You might: Morningstar and Lipper both report that the fund is open to new investors.
The fund’s AUM has fallen but by a relatively small amount. The latest William Blair report on four- and five-star funds says that closed funds are flagged with an asterisk (*). WESNX is not flagged.
You might not: Both TD Ameritrade and Schwab have the fund available “for current investors only.” Re-opening the fund would be a “material change” and would have to be posted to the SEC; it has not been.
William Blair representatives, unhelpfully, have not responded to my request for clarification. The fund’s homepage is mute on the subject.
If you can, you should.
The EM team, led by Todd McClone, who spoke at length with Devesh Shah for his “Emerging Markets Investing for the Next Decade” (9/2022) essay, focuses exclusively on high-quality growth companies. They aim for “well-managed companies with superior business fundamentals,” which might include both IPOs and private placements. Their 25-person team covers a 1000-company universe, with EM companies comprising almost 50% of William Blair’s global high-quality growth universe. As Devesh noted, US investors might have systematically under judged the emerging strength of management teams in emerging market firms. Blair’s assessment – that 50% of all high-quality growth teams globally are in the EMs – supports that suspicion.
The discipline has performed brilliantly over the long term and well in the short term. The fund has earned a five-star rating for the past three- and ten-year overalls, as well as an overall five-star rating. (Its five-year rating is four stars.) Morningstar places its returns in the top 1% over the past decade.
Since its inception, it has outperformed the average EM fund by a margin of 5:1 with higher returns, lower standard deviation, and better risk-adjusted returns.
The fund underperformed in the second quarter of 2022, which the managers attribute to the broad flight from risk.

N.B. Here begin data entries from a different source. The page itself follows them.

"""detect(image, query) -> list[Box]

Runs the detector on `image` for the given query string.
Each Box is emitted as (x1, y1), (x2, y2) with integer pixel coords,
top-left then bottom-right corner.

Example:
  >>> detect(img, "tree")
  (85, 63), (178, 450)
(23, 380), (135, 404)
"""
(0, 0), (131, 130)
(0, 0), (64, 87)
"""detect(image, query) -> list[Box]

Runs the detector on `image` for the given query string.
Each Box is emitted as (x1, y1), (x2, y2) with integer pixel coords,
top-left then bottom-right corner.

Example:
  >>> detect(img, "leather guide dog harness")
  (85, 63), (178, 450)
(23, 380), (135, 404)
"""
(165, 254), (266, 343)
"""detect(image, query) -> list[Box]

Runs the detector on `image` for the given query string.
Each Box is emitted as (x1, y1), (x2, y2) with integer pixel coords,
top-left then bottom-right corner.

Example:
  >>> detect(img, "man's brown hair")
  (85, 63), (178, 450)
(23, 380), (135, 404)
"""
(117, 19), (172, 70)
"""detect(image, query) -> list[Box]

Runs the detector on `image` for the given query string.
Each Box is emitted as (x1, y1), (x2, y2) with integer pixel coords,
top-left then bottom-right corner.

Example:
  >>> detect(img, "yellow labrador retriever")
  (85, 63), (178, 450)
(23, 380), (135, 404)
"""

Underperformance during the quarter versus MSCI Emerging Markets Small Cap (net) was largely due to style headwinds amid strong outperformance of low-valuation stocks. The underperformance is highly correlated to the inflationary pressures and increase in interest rates, which has led to significant multiple contractions for growth companies in particular. Quality companies, which typically offer downside protection, didn’t help offset the underperformance amid the largely indiscriminate sell-off of high-growth, high-P/E stocks.
They argue that even if the move to value investing in the emerging markets persists, their portfolio might benefit because the valuations on their portfolio of high-quality names got compressed just as much as low-quality stocks did, which gives them the potential for a significant rebound when markets normalize.
Bottom line: we don’t know yet whether Blair has reopened, or will reopen, the fund. It’s not a pure small cap fund by Morningstar’s standards, but its average holding is dramatically smaller and dramatically higher quality than its average peer. For long-term investors interested in a growth style, there would be few better prospects.